“Algumas palavras sobre mães raras...”: homenagem a Adriana Dias

O Blog da Jandaíra retorna, abrindo caminhos neste 2023, com uma homenagem à antropóloga e ativista Adriana Dias Higa. Com contribuições acadêmicas e políticas imensas contra o patriarcado, o capacitismo e o antissemitismo, Adriana foi responsável pelo minucioso levantamento das células neonazistas no Brasil que apontou o salto de 75 núcleos para 530 entre 2015 e 2021. Portadora da Síndrome dos Ossos de Vidro, Adriana faleceu dia 29 de janeiro.

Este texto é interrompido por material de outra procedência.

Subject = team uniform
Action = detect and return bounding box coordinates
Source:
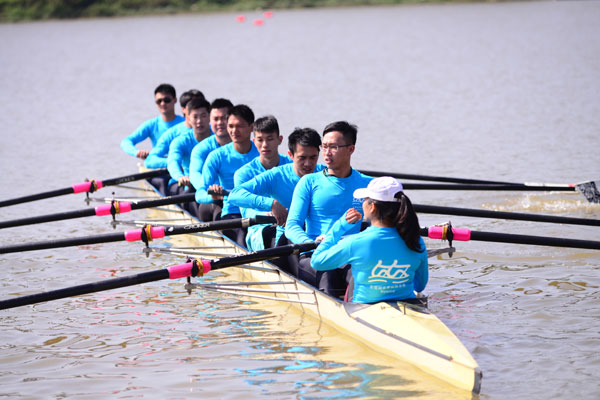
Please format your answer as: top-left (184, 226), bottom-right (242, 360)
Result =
top-left (121, 115), bottom-right (185, 157)
top-left (144, 123), bottom-right (192, 194)
top-left (196, 142), bottom-right (260, 245)
top-left (311, 215), bottom-right (429, 303)
top-left (229, 163), bottom-right (326, 250)
top-left (167, 130), bottom-right (210, 191)
top-left (229, 154), bottom-right (292, 251)
top-left (285, 169), bottom-right (373, 296)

Na newsletter deste mês, nossa diretora editorial, Lizandra, recuperou o texto de introdução que Adriana escreveu para o livro Mães Raras, de Desirée Novaes, lançado pela Jandaíra em 2018, com histórias de sete mulheres que tiveram filhos com doenças raras e, por isso, descobriram em si uma força que não conheciam. Ele segue aqui, na íntegra, como demonstração de luta e amor:
Algumas palavras sobre mães raras...
Adriana Dias Higa
"Algumas mães são inexplicáveis. Intraduzíveis. Este é um livro de narrativas sobre mulheres fortes, cujo caminho é marcado por um amor tão intenso que transforma vidas. Eu conheço cada uma delas. É impossível conhecer essas mulheres e não ser transformada por elas.
Elas são mulheres comuns que, diante de desafios imensos, assustadores, abraçaram o amor. Abraçaram o amor todo dia, a cada segundo, a cada desafio. Contaram com as pessoas a sua volta, deram beijos nas bochechas rosadas das crianças que amavam, acreditaram na vida quando parecia impossível e continuaram na luta. Apesar desse desafio inexplicável e intraduzível, elas se tornaram reais.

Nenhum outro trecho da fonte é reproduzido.